Gesthuizen: 'Let the child amnesty work properly’
Gesthuizen: 'Let the child amnesty work properly’
Wednesday saw a demonstration against the deportation of 21-year old Wime, who comes from Angola. Wime has been in the Netherlands since he was ten years old, but does not fall within the rules laid down by the child amnesty, under which certain groups of people who entered the country as minors may be given residency rights, as it is six months too late for him to make an application. Wime is not the only person, moreover, for whom this is the case. ‘This young man was one of those children who arrived in the Netherlands just too late to be considered for the general amnesty in 2007, but who are just too old to qualify for the child amnesty,’ explains SP Member of Parliament Sharon Gesthuizen. ‘Yet these children have grown up in our country and feel that they are Dutch. Their country of origin is by now unknown to them; they simply aren’t rooted there and feel themselves to be at home here.’
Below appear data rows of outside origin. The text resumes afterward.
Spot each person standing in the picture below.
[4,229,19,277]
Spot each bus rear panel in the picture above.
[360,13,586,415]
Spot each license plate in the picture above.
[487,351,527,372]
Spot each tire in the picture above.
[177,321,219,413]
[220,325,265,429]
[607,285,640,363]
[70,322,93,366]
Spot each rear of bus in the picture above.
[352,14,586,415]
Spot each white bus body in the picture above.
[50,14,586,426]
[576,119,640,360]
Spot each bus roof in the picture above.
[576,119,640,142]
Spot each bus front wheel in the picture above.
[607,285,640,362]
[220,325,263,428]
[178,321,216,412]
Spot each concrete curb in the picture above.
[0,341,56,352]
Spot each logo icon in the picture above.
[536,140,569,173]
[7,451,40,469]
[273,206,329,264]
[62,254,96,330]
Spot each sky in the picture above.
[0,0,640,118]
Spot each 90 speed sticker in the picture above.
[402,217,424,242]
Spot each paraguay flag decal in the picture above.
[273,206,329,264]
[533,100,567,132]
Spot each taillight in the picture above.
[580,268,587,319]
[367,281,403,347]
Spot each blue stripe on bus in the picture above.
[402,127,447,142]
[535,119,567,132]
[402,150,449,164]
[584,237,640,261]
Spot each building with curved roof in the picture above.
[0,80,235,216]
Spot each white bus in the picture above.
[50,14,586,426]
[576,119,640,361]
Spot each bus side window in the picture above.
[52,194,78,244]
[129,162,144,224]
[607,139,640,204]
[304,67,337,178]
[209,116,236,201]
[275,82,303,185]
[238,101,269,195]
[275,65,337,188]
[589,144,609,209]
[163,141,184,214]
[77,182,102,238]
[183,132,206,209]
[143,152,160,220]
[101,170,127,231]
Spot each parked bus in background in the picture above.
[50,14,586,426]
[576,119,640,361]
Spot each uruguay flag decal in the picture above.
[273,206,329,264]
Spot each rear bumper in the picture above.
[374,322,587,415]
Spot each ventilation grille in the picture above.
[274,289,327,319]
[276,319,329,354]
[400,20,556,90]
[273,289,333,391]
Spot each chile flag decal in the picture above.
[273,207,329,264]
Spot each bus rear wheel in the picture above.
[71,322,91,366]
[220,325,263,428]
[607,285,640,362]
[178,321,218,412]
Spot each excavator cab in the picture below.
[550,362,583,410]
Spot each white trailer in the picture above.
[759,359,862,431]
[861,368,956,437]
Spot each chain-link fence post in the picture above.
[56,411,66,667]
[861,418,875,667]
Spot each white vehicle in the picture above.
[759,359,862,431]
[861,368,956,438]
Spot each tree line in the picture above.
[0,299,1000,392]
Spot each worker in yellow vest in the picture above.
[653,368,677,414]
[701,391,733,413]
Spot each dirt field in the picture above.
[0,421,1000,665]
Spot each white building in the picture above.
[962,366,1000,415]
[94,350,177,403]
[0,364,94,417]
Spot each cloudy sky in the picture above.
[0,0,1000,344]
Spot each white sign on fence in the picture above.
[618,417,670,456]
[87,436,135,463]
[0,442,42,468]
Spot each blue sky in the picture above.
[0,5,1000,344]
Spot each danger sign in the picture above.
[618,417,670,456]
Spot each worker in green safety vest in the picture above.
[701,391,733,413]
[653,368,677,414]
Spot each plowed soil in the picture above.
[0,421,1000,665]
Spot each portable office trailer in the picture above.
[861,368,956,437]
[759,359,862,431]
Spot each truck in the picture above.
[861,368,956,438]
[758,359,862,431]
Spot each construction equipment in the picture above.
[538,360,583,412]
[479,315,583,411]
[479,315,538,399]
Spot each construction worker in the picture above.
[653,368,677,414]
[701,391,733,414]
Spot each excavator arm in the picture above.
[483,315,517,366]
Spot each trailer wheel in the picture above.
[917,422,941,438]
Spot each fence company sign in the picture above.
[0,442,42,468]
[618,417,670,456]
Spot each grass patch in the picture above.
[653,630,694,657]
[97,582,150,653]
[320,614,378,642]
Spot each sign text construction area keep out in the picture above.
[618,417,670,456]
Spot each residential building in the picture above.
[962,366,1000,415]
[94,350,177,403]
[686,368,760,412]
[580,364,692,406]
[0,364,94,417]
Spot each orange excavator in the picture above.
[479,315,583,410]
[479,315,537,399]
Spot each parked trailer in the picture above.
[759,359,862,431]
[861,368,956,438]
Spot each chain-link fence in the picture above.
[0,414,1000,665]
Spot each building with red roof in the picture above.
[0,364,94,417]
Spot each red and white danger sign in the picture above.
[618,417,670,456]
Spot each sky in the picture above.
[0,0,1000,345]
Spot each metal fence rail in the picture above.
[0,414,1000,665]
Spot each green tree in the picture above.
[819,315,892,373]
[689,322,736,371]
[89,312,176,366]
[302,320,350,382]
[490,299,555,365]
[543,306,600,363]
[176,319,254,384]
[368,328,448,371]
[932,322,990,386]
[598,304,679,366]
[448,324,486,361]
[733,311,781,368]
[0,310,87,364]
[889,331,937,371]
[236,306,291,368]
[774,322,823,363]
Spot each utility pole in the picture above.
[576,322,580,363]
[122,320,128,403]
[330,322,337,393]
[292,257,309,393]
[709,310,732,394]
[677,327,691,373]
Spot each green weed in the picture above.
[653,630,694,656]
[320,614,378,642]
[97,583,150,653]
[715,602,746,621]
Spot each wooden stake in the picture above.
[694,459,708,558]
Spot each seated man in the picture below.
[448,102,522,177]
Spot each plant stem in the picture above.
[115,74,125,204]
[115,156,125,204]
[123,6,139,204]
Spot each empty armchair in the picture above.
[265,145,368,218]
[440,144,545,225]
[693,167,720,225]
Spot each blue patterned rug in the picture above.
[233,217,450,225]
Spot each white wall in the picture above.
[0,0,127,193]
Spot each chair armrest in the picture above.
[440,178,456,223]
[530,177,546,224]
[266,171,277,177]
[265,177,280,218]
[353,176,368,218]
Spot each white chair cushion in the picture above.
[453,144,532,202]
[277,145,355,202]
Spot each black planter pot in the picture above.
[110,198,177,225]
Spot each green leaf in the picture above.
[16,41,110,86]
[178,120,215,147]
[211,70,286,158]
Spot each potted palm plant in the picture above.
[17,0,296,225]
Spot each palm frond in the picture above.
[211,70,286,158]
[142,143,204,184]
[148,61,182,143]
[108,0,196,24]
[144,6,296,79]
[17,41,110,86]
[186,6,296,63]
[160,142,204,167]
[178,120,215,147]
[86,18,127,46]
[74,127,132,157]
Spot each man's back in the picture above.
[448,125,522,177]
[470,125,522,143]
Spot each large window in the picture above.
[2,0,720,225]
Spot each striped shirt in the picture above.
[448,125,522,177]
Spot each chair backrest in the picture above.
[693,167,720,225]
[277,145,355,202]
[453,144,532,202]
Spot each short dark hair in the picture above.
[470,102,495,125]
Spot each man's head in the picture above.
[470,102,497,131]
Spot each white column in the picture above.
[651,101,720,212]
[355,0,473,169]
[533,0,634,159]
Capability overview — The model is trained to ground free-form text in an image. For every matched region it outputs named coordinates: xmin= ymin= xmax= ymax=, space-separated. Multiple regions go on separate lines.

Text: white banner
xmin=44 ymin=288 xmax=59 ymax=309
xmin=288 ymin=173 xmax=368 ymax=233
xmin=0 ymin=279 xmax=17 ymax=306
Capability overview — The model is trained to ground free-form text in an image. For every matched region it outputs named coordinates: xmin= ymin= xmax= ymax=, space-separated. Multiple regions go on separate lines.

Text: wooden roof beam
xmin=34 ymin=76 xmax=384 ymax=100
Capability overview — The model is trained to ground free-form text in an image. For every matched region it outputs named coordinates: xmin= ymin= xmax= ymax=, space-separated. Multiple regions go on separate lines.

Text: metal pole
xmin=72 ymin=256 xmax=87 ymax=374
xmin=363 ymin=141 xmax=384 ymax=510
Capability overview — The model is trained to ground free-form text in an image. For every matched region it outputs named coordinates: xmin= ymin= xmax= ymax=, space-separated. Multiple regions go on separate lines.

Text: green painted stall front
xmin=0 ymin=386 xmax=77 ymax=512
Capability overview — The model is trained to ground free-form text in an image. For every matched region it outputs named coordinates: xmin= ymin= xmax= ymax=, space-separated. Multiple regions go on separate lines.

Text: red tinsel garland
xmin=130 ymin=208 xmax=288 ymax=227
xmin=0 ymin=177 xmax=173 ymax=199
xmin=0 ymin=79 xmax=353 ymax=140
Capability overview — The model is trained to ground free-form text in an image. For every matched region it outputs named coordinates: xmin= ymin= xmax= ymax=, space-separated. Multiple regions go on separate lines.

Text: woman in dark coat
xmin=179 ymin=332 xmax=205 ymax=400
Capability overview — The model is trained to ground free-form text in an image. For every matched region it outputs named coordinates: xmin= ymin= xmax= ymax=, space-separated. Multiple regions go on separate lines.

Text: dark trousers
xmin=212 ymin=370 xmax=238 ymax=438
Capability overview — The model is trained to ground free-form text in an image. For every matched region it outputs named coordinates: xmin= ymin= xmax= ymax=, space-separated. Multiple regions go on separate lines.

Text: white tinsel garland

Secretary of State for Immigration and Asylum Fred Teeven promised during the debate on the child amnesty held in Parliament early in the year that he would look into whether an exception might be made for these distressing cases. Yet the SP has been informed by a number of young former asylum seekers that they fall just outside the regulations, either because, like Wime, they are a little too old, or because, for example, they have not remained under the supervision of the state authorities. ‘But in every case these were children who were known to their local authorities or attended school in a proper fashion,’ says Gesthuizen, who wants the Secretary of State to allow the few dozen young people and children to whom this applies to remain in the Netherlands. ‘The Netherlands is, after all, the country where they have grown up and where they have established their social life.’
Sharon Gesthuizen with Mauro, the boy who was threatened with deportation last year.